In November, voters in four cities will decide whether to tax soda and sugary drinks: San Francisco, Oakland, Albany (CA) and Boulder, Colorado. These votes will come on the heels of Philadelphia’s decision this June to tax sugar-sweetened drinks, and Berkeley’s 2014 vote for the same. Momentum is building, just as research is emerging that these taxes can improve public health and equity.
Consider:
- A recently released study by the University of California Berkeley (UCB) shows that:
- Berkeley’s low-income neighborhoods are drinking 21% less soda and other sugary drinks since the tax was implemented in March 2015, while consumption of tap and bottled water increased by 63%.
- As of March 2016, Berkeley’s soda tax has generated $1.5 million for community nutrition and health efforts, including school garden programs.
- Meanwhile, there has been a 4% increase in soda consumption in adjacent San Francisco and Oakland, where there are no taxes (yet).
- According to a recently published report in the BMJ, Mexico saw a 17% percent decline in soda consumption among low-income households after the first year of its one-peso-per-liter soda tax passed in 2013. Soda sales have decreased 12% since the passage, while bottled water sales have risen by 4%.

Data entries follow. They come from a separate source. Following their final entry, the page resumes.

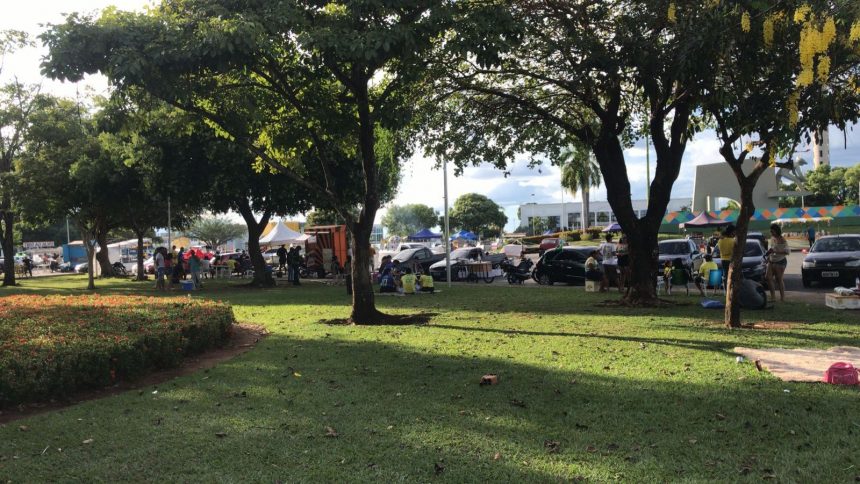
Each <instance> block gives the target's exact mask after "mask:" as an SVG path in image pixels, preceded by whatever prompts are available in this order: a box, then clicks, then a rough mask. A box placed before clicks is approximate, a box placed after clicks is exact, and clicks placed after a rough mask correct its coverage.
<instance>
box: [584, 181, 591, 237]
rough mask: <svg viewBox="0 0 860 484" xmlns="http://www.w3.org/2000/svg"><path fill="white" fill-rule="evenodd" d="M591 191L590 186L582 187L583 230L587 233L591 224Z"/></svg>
mask: <svg viewBox="0 0 860 484" xmlns="http://www.w3.org/2000/svg"><path fill="white" fill-rule="evenodd" d="M590 213H591V193H589V190H588V187H582V232H583V233H585V231H586V230H588V227H590V226H591V216H590Z"/></svg>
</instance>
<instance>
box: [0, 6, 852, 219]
mask: <svg viewBox="0 0 860 484" xmlns="http://www.w3.org/2000/svg"><path fill="white" fill-rule="evenodd" d="M5 3H7V5H4V6H3V15H2V16H0V29H10V28H15V29H20V30H25V31H28V32H30V33H31V34H32V35H34V36H35V35H38V33H39V32H41V31H42V27H41V26H40V25H39V24H44V23H47V22H52V23H58V22H61V21H62V20H63V15H62V13H63V12H68V11H72V10H74V11H81V12H94V11H97V10H100V9H102V8H104V7H106V6H109V5H116V6H117V7H119V8H120V9H124V10H135V9H141V8H142V7H144V6H145V5H147V4H148V3H149V2H147V1H145V0H75V1H73V2H69V1H66V0H41V1H37V2H20V3H19V2H15V3H12V2H5ZM42 55H44V50H43V49H42V48H41V47H37V48H33V49H25V50H23V51H21V52H19V53H16V54H15V55H14V56H12V57H10V58H9V59H7V60H6V63H5V65H4V68H3V73H2V78H0V80H2V81H3V82H5V81H8V80H9V79H10V78H11V76H12V75H14V76H16V77H18V78H19V79H20V80H21V81H23V82H28V83H39V82H41V83H42V89H43V91H45V92H51V93H53V94H56V95H60V96H70V97H74V96H75V95H76V92H77V91H80V92H82V93H83V92H86V91H88V90H89V91H92V92H95V93H100V94H103V93H105V92H106V90H107V84H106V82H105V80H104V79H103V78H102V77H101V76H90V77H89V78H87V79H86V80H85V81H84V82H82V83H81V84H82V85H80V86H76V85H73V84H68V83H66V84H63V83H59V82H54V81H48V80H43V79H41V76H40V75H39V60H40V58H41V56H42ZM845 136H846V142H847V148H844V147H843V133H842V132H841V131H839V130H836V129H831V132H830V145H831V160H832V164H833V165H835V166H851V165H854V164H856V163H860V133H858V132H857V130H854V129H849V130H848V131H847V132H846V133H845ZM718 147H719V144H718V142H717V140H716V137H715V135H714V133H713V132H712V131H706V132H703V133H700V134H699V135H697V136H696V138H695V139H694V140H692V141H691V142H690V143H689V144H688V146H687V151H686V153H685V156H684V163H683V166H682V169H681V174H680V176H679V177H678V180H677V181H676V182H675V186H674V189H673V191H672V196H673V198H682V197H691V196H692V191H693V176H694V175H693V174H694V173H695V165H698V164H704V163H714V162H722V159H721V158H720V157H719V153H718V152H717V149H718ZM801 155H802V156H805V157H806V158H808V161H810V164H811V155H809V154H806V155H804V154H803V153H801ZM625 156H626V160H627V172H628V176H629V178H630V182H631V185H632V189H633V197H634V198H637V199H641V198H645V191H646V186H645V185H646V182H645V180H646V174H645V143H644V141H640V142H639V143H637V144H636V145H635V146H634V147H632V148H630V149H628V150H627V151H626V152H625ZM651 159H652V161H653V159H654V154H653V152H652V156H651ZM435 164H436V163H435V161H434V160H431V159H426V158H424V157H422V156H418V155H417V156H415V157H413V158H412V159H411V160H409V161H408V162H406V163H404V166H403V175H404V176H403V179H402V181H401V186H400V191H399V193H398V195H397V198H396V199H395V200H394V202H393V203H394V204H399V205H402V204H406V203H424V204H427V205H430V206H431V207H434V208H436V209H437V210H438V211H439V212H440V213H441V212H442V207H443V203H444V202H443V189H442V185H443V183H442V172H441V171H440V170H439V169H436V168H435ZM651 169H652V172H653V169H654V167H653V165H652V167H651ZM509 171H510V172H511V176H509V177H507V178H505V177H504V175H503V174H502V172H500V171H498V170H495V169H494V168H492V167H490V166H480V167H472V168H466V169H465V171H464V173H463V175H462V176H460V177H454V176H453V170H451V171H450V172H449V196H450V200H451V202H452V203H453V201H454V200H455V199H456V198H457V197H458V196H460V195H463V194H465V193H469V192H477V193H482V194H484V195H487V196H488V197H490V198H491V199H493V200H495V201H496V203H498V204H500V205H502V206H503V207H504V208H505V212H506V213H507V215H508V225H507V227H506V228H507V229H509V230H511V229H514V228H516V227H517V226H518V225H519V220H517V218H516V212H517V207H518V206H519V205H520V204H522V203H528V202H536V203H551V202H556V203H557V202H560V201H561V200H562V190H561V187H560V186H559V170H558V168H556V167H554V166H548V165H546V166H542V167H539V168H535V169H529V168H528V167H527V163H526V162H525V158H523V161H521V162H519V163H515V164H514V165H513V166H512V167H510V168H509ZM726 182H727V183H734V180H726ZM592 199H593V200H606V190H605V188H604V187H600V188H598V189H596V190H594V192H593V193H592ZM564 200H565V201H579V197H576V198H573V197H571V196H570V194H564ZM384 212H385V209H383V210H381V211H380V218H381V216H382V214H384Z"/></svg>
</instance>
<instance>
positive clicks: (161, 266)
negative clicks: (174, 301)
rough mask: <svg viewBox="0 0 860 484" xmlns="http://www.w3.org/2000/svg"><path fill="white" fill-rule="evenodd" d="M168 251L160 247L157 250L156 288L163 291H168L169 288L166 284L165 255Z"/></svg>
mask: <svg viewBox="0 0 860 484" xmlns="http://www.w3.org/2000/svg"><path fill="white" fill-rule="evenodd" d="M166 251H167V249H165V248H164V247H159V248H157V249H155V288H156V289H159V290H162V291H163V290H165V289H167V286H165V284H164V277H165V271H164V268H165V265H164V260H165V258H164V253H165V252H166Z"/></svg>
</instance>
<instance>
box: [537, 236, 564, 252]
mask: <svg viewBox="0 0 860 484" xmlns="http://www.w3.org/2000/svg"><path fill="white" fill-rule="evenodd" d="M562 245H564V242H563V241H562V240H561V239H559V238H558V237H549V238H546V239H543V240H541V241H540V245H539V246H538V254H539V255H541V256H543V253H544V252H546V251H548V250H552V249H555V248H557V247H561V246H562Z"/></svg>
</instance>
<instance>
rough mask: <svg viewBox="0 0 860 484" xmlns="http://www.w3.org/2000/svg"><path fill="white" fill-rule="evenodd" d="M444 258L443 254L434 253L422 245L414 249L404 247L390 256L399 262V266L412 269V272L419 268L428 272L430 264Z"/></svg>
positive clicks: (400, 266)
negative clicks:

Why are these taxes so important for public health and health equity? Because soda and other sugary drinks are the number-one source of added sugar in the American diet, and are linked to diabetes, heart and liver disease, and tooth decay. One-third of all children and nearly half of African-American and Latino children are predicted to develop diabetes in their lifetimes.
Though the evidence and benefits are clear, the beverage industry had been successful in defeating nearly twenty soda tax initiatives in cities across the country. A new report helps explain why: the American Beverage Association, Coca-Cola Co. and PepsiCo have spent a total of $67 million since 2009 trying to defeat soda tax initiatives in 19 cities and states. This is on top of the $14 million plus the groups spend annually lobbying on the federal level.
Now it has reserved roughly $9.5 million in television ad time opposing the three Bay Area soda tax initiatives, and has already spent $1 million on commercials – including $747,267 in Oakland alone. As expected, Big Soda is preying on the economic anxieties of Oaklanders by branding the initiative as a “grocery tax” that would disproportionately impact low-income residents.
These expressions of concern for the welfare of Oakland’s marginalized communities, particularly communities of color, are coming from the same industry that shamelessly blankets low-income neighborhoods with its ads and has saddled generations of its low-income consumers with high-price tagged medical conditions linked to diet.
In 2013, the beverage industry spent approximately $866 million marketing soda and sugary drinks to children, especially low-income kids of color. Black youth saw more than twice as many TV ads for sugary drinks and energy drinks compared with white youth and black teens saw four times as many Sprite ads and three times as many Coca-Cola ads as their white counterparts. Hispanic youth were 93% more likely to visit all beverage company websites compared with all youth, while black youth were 34% more likely to visit these websites.
Berkeley and Philadelphia are the tipping point of a growing national movement to push back against an industry that profits at the expense of public health. With each successive victory, more cities across the country will be inspired and emboldened to stand up to Big Soda, and this action will bubble up to the state and national level.